Uterine prolapse describes the situation where the uterus everts through the birth canal to hang behind the animal with the interior surface (endometrium) visible.
Prolapse usually occurs immediately following calving while the cervix is still open and the uterus still flaccid. Prolapse may be predisposed by difficult birth or hypocalcaemia.
Uterine prolapse is followed by oedema, inflammation, swelling and risk of traumatic damage to the exposed organ. The uterine ligaments and associated blood vessels may stretch and tear and there is a risk of serious and possibly fatal haemorrhage. In addition involvement of the bladder and possibly intestines in the prolapsed may result in urinary or intestinal obstruction.
Because heavily pregnant cattle are usually excluded from the export process, uterine prolapse will be rare.
A uterine prolapse presents as a large mass of tissue hanging from the vulva, often past the level of the hocks. The amount of prolapsed tissue and the presence of large numbers of caruncles (the discrete mushroom-like lumps of uterine tissue which attach to the placental cotyledons), enables differentiation of uterine prolapse from retained foetal membranes, and prolapse of the rectum or vagina.

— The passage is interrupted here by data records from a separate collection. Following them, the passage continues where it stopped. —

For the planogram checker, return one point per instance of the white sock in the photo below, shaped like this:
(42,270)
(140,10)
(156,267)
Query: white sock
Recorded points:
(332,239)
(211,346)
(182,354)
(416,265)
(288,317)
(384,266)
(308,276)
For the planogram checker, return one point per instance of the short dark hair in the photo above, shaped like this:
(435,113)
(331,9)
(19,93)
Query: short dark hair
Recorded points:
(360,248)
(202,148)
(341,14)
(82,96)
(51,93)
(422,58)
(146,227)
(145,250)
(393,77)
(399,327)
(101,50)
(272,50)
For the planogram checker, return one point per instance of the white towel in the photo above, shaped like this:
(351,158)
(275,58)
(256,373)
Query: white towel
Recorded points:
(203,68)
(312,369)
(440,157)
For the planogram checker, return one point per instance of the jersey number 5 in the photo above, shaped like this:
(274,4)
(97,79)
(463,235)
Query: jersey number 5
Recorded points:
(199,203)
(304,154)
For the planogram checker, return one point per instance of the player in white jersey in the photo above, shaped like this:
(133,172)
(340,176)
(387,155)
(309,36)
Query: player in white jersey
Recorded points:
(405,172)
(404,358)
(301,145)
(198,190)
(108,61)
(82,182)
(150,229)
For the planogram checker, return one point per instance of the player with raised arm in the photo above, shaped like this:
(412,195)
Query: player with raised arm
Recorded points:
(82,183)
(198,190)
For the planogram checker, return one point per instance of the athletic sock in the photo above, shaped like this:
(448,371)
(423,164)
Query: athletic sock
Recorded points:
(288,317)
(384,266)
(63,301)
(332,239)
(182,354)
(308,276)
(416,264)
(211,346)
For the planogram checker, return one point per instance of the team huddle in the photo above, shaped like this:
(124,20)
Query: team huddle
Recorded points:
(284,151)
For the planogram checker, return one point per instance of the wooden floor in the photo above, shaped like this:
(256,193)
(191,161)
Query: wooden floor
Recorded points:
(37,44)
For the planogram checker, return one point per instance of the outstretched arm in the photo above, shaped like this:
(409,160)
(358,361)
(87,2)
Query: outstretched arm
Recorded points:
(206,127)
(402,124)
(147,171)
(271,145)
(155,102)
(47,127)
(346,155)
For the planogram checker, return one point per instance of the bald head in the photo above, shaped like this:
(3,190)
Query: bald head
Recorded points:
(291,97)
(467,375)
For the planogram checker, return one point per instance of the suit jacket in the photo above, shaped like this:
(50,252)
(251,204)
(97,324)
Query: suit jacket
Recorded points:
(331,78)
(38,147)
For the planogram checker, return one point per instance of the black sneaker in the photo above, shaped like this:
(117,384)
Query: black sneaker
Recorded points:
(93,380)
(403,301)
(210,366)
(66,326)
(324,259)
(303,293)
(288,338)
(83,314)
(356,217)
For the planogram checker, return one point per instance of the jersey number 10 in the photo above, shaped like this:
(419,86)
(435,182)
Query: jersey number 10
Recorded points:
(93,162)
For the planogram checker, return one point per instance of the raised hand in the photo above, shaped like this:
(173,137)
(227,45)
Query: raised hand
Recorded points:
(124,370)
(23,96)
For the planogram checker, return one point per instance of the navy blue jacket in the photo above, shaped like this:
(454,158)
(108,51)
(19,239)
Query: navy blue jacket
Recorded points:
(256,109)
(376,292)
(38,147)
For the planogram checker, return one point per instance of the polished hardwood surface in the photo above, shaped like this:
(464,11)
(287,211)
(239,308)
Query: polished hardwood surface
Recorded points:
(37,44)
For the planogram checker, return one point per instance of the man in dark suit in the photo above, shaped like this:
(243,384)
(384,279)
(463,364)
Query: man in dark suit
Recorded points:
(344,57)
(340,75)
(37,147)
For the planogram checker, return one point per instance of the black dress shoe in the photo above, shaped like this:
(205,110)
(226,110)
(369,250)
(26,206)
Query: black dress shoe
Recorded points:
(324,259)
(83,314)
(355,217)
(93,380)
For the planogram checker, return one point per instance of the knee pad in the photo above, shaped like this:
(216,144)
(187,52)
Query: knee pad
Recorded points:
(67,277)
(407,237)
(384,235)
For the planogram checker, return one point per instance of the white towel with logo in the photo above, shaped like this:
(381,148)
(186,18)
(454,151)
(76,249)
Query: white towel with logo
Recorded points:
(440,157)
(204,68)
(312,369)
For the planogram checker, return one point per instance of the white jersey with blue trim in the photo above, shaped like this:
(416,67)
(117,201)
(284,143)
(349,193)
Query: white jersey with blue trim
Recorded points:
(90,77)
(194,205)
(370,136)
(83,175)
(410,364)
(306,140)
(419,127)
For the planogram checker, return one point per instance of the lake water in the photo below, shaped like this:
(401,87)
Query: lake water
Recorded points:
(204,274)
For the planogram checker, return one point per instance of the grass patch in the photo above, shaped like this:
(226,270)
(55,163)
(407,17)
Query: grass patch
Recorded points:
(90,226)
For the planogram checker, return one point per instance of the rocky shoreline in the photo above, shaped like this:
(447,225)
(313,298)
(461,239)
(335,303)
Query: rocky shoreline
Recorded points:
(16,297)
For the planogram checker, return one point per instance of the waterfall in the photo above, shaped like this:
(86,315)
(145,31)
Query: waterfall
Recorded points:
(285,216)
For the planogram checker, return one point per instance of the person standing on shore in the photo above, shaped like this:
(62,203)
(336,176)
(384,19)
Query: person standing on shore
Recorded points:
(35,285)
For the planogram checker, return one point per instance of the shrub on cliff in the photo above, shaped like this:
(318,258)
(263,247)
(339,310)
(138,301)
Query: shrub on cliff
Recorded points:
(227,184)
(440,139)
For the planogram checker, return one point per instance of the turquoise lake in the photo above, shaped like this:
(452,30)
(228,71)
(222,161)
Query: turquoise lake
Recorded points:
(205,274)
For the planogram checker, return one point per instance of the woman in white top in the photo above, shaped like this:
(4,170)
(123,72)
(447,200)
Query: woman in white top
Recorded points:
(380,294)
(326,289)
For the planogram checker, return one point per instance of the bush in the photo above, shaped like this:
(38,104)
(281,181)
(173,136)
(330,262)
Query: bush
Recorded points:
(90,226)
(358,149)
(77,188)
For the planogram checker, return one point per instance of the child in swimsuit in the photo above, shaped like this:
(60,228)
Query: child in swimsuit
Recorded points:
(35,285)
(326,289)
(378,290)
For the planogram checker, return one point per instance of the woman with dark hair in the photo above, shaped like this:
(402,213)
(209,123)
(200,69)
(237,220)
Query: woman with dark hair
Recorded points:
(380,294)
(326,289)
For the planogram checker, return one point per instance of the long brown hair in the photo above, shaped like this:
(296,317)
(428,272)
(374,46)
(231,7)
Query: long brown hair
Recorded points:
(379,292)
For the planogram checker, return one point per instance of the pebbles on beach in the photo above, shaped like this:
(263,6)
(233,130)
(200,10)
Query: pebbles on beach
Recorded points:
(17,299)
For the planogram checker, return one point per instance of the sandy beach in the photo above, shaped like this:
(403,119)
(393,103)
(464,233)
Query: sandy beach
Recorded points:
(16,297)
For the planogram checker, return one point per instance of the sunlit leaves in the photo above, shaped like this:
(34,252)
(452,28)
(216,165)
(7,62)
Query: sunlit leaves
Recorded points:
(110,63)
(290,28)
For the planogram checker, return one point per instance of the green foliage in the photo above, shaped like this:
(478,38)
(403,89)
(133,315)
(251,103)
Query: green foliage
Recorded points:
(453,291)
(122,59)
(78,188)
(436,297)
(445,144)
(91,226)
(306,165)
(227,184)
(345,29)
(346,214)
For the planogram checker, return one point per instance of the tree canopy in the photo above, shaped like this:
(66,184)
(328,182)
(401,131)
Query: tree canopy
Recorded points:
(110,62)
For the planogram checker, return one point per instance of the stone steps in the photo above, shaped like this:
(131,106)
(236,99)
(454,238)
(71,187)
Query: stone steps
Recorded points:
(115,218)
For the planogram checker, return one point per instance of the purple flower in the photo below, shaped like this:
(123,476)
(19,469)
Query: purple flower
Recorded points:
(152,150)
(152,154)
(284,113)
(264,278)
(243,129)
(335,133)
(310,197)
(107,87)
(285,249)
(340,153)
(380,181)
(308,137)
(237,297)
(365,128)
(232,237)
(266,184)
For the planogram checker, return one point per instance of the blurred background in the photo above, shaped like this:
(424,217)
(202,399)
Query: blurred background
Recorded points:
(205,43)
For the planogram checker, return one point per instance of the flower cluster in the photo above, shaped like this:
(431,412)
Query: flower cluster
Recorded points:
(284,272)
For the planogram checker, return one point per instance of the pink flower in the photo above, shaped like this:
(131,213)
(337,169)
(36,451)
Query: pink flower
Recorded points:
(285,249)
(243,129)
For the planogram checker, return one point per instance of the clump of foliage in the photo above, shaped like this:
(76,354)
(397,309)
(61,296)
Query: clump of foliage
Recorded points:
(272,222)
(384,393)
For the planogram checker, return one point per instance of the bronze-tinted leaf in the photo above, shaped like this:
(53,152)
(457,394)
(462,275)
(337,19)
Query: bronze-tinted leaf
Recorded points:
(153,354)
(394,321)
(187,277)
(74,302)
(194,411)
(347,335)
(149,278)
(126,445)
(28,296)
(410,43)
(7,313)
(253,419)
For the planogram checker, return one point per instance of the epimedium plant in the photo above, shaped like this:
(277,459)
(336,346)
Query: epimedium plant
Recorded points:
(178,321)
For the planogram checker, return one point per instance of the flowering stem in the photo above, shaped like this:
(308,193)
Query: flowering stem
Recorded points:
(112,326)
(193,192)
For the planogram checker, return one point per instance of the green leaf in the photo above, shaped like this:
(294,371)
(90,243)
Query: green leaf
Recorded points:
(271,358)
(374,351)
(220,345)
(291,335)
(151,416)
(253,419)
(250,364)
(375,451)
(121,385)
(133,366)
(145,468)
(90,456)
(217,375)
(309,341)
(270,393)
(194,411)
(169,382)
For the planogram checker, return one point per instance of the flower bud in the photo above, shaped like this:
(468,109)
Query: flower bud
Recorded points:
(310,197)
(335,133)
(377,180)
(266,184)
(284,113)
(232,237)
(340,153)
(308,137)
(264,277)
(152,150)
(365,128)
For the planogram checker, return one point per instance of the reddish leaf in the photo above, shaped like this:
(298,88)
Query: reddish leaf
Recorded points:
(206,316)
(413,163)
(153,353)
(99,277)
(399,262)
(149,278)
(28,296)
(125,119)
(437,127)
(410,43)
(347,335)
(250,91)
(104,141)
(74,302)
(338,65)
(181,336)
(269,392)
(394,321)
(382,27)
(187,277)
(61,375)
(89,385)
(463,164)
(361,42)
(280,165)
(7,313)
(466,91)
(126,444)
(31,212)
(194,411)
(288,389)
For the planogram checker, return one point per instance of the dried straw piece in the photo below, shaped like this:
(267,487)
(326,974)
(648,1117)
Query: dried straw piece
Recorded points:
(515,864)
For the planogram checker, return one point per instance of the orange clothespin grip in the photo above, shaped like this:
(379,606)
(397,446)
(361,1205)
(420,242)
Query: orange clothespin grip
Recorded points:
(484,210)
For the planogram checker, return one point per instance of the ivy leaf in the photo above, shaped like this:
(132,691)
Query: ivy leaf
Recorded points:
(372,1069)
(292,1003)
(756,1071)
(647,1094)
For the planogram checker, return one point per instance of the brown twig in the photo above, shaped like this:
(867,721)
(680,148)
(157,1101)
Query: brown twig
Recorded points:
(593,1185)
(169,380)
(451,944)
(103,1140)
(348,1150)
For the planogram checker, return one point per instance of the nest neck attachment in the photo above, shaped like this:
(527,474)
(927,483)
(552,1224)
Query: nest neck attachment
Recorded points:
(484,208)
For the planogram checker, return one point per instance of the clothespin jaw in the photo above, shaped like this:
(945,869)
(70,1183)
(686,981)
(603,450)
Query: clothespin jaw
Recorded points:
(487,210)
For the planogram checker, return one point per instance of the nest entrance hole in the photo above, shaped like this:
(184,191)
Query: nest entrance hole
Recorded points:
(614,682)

Treatment should not be delayed. Affected cattle should be handled very gently as there is a high risk of blood loss and shock. If standing they should be slowly walked to a crush with a head bale, if recumbent they should be tied up with a halter.
Wash the prolapsed tissue with warm soapy water, repair lacerations and remove placenta carefully if still attached. If there is excessive bleeding then stop trying to peel the placenta away from the caruncles. Apply glycerol to reduce oedema and lubricate in preparation for replacement.
Caudal epidural anaesthesia will prevent straining during replacement. If standing, use a tray or chaff bag held between two assistants to elevate the prolapse. If recumbent, position in sternal recumbency with hind limbs stretched backward to tilt pelvis forward and aid repositioning.
If bladder or intestines are contained within the prolapse these should be repositioned first by pressure applied gently through the uterine wall. A urine distended bladder may need draining with needle and catheter passed through uterine wall. Ensure both horns are completely everted once the uterus is returned to the inside of the body. If this is done properly, there is usually no need for insertion of a perivulvar suture to prevent recurrence. Administer oxytocin and calcium borogluconate solutions to promote uterine contraction. Antibiotic pessaries inserted into the uterus are unnecessary. Instead, systemic antibiotics (procaine penicillin, oxytetracycline, or trimethoprim sulpha) should be administered daily for 3 to 5 days.
If severely necrotic or traumatised the uterus may require amputation or alternatively euthanasia may be warranted on welfare grounds.
Specific preventative measures are unwarranted in the live export process. Awareness of the condition, especially its occurrence at calving and the need for prompt intervention is sufficient.